AHL Logo Ranking: No. 16 - Springfield Falcons
AHL Logo Ranking: No. 16 - Springfield Falcons
The Springfield Falcons were part of the AHL’s restructuring for the 2015-16 season and will have a new affiliate in the Arizona Coyotes. Now if only we could get them to go back to the blue and white Falcons logo. The new logo, with darker blue and the addition of red, is good, but doesn’t compare to the logo that was used throughout the 2000s.

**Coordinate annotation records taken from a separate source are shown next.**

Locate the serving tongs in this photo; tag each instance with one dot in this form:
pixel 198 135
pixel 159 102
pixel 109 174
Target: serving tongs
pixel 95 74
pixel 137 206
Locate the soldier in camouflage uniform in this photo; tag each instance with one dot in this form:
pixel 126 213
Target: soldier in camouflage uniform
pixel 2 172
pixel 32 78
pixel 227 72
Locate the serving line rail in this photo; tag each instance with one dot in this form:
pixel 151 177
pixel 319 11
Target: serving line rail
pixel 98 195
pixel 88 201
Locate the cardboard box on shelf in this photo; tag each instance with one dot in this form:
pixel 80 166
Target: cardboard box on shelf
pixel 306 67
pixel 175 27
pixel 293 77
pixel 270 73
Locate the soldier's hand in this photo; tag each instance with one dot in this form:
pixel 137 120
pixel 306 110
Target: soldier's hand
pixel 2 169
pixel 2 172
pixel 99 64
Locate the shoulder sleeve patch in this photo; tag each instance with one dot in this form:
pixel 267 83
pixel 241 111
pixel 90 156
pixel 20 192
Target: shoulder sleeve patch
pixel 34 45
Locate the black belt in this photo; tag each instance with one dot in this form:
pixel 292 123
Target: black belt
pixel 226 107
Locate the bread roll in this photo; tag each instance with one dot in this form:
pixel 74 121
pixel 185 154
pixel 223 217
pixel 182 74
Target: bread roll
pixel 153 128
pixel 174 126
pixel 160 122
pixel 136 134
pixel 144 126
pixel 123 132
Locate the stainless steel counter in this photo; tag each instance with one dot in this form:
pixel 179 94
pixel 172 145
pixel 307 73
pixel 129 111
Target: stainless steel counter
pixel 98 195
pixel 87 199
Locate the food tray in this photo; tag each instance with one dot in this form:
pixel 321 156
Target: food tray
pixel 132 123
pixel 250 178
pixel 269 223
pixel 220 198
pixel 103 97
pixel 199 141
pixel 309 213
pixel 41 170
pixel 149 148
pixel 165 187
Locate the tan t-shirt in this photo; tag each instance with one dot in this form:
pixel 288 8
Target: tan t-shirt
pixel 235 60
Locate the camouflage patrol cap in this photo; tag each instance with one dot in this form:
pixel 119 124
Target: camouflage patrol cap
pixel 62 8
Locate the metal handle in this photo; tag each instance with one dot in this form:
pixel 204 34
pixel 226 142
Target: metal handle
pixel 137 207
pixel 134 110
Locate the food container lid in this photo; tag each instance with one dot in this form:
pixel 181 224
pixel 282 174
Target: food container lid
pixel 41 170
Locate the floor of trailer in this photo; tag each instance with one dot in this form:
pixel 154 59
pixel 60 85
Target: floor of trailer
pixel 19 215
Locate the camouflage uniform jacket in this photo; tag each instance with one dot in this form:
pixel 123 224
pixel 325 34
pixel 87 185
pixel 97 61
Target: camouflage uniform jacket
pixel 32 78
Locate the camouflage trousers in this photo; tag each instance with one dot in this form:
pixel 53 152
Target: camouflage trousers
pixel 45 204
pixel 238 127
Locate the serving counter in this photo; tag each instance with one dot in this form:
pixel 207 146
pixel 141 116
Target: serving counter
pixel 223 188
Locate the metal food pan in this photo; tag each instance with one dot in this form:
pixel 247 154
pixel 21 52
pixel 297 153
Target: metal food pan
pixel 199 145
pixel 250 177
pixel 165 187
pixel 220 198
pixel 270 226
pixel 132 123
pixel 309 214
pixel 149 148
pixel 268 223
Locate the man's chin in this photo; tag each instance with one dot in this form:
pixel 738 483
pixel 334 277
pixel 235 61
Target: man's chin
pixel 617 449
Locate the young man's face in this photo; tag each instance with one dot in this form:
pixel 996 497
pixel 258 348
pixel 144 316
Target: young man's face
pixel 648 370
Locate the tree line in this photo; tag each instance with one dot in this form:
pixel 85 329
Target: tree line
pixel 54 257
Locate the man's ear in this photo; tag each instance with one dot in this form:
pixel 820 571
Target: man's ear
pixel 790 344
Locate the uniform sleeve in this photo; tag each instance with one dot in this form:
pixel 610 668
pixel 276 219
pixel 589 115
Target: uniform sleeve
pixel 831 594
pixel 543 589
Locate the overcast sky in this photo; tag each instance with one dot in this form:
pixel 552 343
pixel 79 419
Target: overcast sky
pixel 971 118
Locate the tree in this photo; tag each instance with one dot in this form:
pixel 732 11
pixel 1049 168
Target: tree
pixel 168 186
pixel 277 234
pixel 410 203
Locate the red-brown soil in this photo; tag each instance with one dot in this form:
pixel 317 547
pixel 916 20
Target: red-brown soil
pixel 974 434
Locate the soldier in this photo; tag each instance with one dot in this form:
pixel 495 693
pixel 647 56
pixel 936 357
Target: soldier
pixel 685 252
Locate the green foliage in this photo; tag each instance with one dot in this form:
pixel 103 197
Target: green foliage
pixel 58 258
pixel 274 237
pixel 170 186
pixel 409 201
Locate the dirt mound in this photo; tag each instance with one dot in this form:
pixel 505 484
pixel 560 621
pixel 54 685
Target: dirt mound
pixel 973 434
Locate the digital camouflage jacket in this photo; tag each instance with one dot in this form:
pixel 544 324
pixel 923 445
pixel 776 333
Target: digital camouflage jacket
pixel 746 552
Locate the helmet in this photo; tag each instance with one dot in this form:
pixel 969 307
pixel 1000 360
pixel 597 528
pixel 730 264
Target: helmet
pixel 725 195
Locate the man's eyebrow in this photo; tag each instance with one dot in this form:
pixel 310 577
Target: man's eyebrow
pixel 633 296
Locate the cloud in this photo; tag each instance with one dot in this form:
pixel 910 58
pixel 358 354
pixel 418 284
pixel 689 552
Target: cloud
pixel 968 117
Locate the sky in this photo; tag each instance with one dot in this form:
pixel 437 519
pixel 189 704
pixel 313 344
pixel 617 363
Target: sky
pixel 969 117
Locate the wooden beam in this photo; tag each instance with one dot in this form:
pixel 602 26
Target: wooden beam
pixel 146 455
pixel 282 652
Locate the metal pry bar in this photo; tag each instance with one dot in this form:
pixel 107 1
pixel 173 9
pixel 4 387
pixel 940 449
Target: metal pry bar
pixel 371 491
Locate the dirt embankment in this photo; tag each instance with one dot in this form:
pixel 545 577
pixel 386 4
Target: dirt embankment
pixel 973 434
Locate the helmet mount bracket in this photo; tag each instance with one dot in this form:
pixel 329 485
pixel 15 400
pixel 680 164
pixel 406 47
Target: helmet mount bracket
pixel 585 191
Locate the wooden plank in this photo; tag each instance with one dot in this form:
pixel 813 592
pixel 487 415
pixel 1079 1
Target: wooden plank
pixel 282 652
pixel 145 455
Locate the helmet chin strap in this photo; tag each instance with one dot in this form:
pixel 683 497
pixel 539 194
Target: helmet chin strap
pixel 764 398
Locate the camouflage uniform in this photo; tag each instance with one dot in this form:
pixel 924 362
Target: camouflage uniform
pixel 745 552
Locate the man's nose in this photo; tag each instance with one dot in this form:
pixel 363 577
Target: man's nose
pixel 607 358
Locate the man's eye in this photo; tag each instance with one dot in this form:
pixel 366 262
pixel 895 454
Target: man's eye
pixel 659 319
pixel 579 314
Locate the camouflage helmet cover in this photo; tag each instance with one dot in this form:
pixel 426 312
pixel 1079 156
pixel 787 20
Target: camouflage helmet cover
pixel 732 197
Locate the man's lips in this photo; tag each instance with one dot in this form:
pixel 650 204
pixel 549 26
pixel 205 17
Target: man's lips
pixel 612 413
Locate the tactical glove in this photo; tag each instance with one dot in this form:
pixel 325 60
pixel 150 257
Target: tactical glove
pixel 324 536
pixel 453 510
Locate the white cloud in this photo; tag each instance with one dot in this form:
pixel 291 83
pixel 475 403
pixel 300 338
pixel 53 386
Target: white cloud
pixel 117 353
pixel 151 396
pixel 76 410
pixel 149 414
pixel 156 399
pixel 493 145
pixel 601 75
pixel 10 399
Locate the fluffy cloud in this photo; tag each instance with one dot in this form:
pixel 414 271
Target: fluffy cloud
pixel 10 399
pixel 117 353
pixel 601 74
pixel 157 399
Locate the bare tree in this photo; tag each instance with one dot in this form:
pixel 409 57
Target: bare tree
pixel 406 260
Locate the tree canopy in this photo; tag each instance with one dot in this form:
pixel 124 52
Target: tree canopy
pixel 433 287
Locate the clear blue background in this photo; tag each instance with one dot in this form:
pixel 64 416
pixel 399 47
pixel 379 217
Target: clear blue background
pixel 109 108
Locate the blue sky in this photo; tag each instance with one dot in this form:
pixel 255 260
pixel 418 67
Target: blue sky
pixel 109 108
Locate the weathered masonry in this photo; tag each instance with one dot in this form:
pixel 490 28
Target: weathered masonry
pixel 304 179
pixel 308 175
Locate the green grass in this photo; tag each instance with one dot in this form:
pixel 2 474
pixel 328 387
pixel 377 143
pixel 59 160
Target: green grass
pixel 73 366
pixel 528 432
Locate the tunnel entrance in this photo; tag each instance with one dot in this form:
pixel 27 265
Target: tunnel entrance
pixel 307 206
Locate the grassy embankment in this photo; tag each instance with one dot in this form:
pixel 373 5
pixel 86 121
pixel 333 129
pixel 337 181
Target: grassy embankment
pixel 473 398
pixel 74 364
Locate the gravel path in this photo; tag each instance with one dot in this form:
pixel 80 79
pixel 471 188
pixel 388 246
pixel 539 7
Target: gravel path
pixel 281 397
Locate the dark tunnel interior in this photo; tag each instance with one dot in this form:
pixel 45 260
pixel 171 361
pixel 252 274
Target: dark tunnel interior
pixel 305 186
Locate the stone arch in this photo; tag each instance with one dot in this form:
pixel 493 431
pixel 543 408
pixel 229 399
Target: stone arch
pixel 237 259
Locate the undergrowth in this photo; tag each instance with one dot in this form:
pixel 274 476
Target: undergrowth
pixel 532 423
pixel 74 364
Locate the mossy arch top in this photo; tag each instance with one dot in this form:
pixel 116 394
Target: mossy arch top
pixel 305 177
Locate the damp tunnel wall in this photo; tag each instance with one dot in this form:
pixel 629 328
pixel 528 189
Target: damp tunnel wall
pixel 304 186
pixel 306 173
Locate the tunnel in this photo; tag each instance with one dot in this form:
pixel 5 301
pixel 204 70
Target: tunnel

(The AHL has undergone a season of change and one-third of the league has changed locations or logos for the 2015-16 season. Leading up to the new season, The Hockey News will be ranking the logos of the league’s teams and offering a brief look at the history of each franchise. See the rest of the rankings in our AHL feed.) As part of the AHL’s big shuffle for the 2015-16 season, the Springfield Falcons lose their affiliation with the Columbus Blue Jackets and a squad that missed the post-season in the Eastern Conference by one point. In their place, the Falcons join up with the Arizona Coyotes and a club that made the post-season by in the Eastern Conference by one point. That’s quite the interesting swap. Because of the affiliation change, there are obviously going to be a lot of changes to the Falcons lineup, but considering the amount of turnover in the Coyotes’ minor league system, there’s the chance this isn’t even a post-season team anymore. Really, it’s hard to tell what they’ll be. This off-season alone, the Coyotes’ affiliate lost goaltenders
Mike McKenna and
David Leggio, forwards
Phil Lane and defensemen
Joel Hanley and
Matt Lashoff. That’s more than half of a decent AHL team. That said, reinforcements were brought in. Most notable of the new faces are
Dustin Jeffrey and defenseman
Dylan Reese, but there’s also the chance that should
Anthony Duclair not make the Coyotes roster — which seems like a slim chance, at this point — he could end up in Springfield. This is a young, young roster. Only two players are 30 and not a single goaltender is over the age of 25. One player who could make an impact, however, is
Brendan Shinnimin. The 24-year-old finished second on the Coyotes in scoring with 22 goals and 47 points, but has improved his production steadily each year. He’s not a lock to spend the season in Springfield — he played 12 games for Arizona this past season — but he could breakout offensively this season.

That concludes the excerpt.